2018 Flexible Spending Arrangements

In IR-2017-187, the IRS urged employees with flexible spending arrangements (FSAs) to take full advantage of the plans.

An FSA permits employees to set aside up to $2,650 in 2018 for qualified medical expenses. The FSA contribution is not subject to income tax, Social Security tax or Medicare tax. If the FSA plan permits, an employer may make a one-to-one match of the amount of each employee's contribution.

An FSA may be used to cover qualified medical expenses. These may include medical bills such as co-pays and deductibles that are not otherwise covered by your medical plan. Other qualified expenses may include dental, vision care or hearing aids.

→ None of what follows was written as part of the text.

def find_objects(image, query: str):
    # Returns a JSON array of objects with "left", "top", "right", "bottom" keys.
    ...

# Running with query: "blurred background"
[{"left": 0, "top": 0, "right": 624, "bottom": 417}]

An FSA has a use-it-or-lose-it provision. If you set aside amounts and have not used them by December 31, the remaining FSA balance is returned to your employer. However, if the FSA plan permits, an employee may carry forward up to $500 of unused funds to the next year.

Another FSA plan option is for the employer to permit an employee to use the plan-year funds until March 15 of the next year. An employer may select this option or the $500 carryover, but may not offer both.

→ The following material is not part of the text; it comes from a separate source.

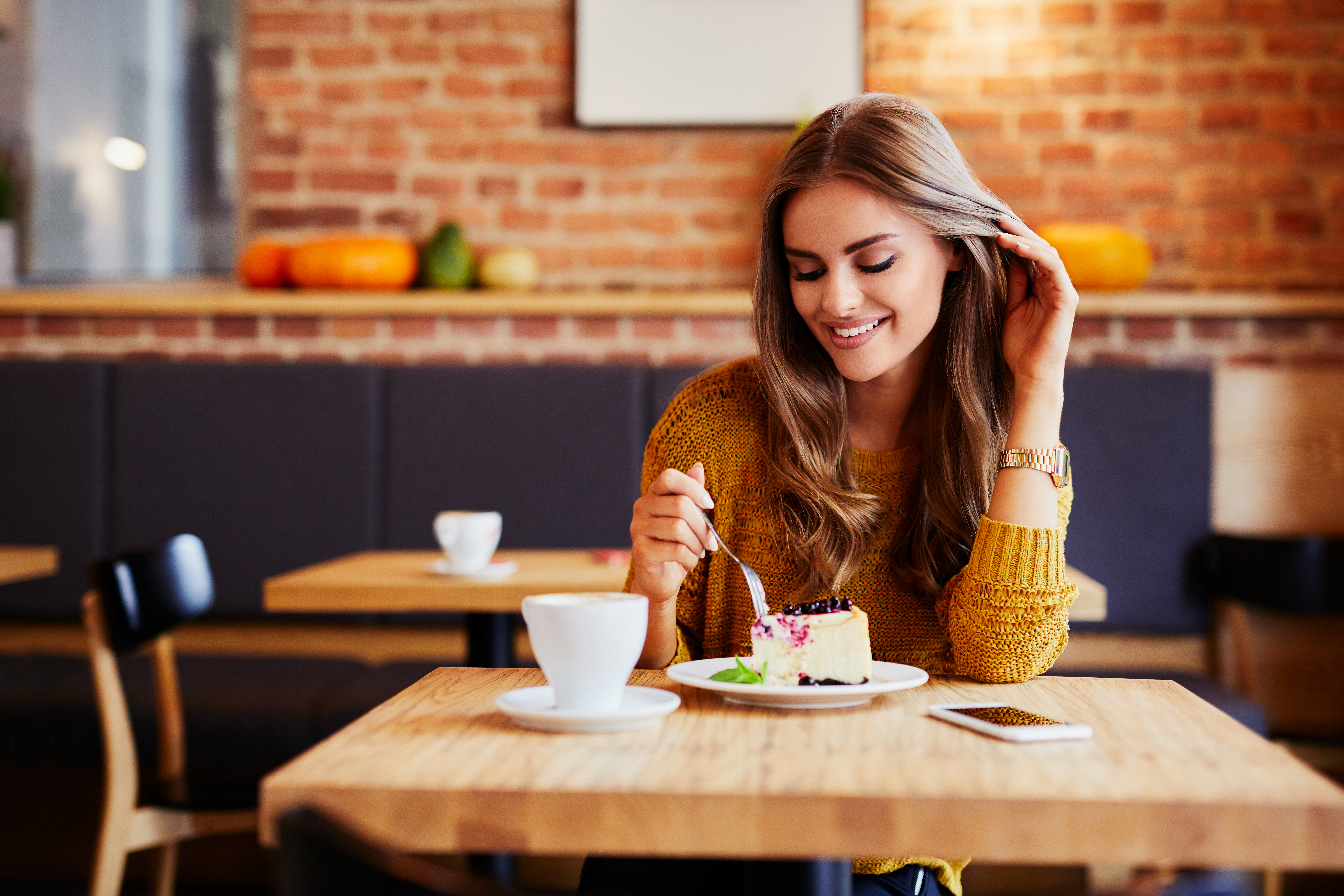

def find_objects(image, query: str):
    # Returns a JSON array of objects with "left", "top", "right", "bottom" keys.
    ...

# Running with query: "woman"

FSAs are optional with the employer. Employees should check to determine to if an FSA is available for their company. If it is available, employees will need to make their funding election for 2018.

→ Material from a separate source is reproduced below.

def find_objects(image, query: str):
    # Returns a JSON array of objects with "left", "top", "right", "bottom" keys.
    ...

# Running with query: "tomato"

House Passes Tax Reform Bill


On November 16, the House of Representatives passed the Tax Cuts and Jobs Act (H.R. 1) by a vote of 227 to 205. Thirteen Republicans from high-tax states opposed the bill.

The Tax Cuts and Jobs Act (TCJA) would reduce tax brackets from seven to four and nearly double the standard deduction to $24,000 for married couples and $12,000 for single persons. The Alternative Minimum Tax (AMT) would be repealed.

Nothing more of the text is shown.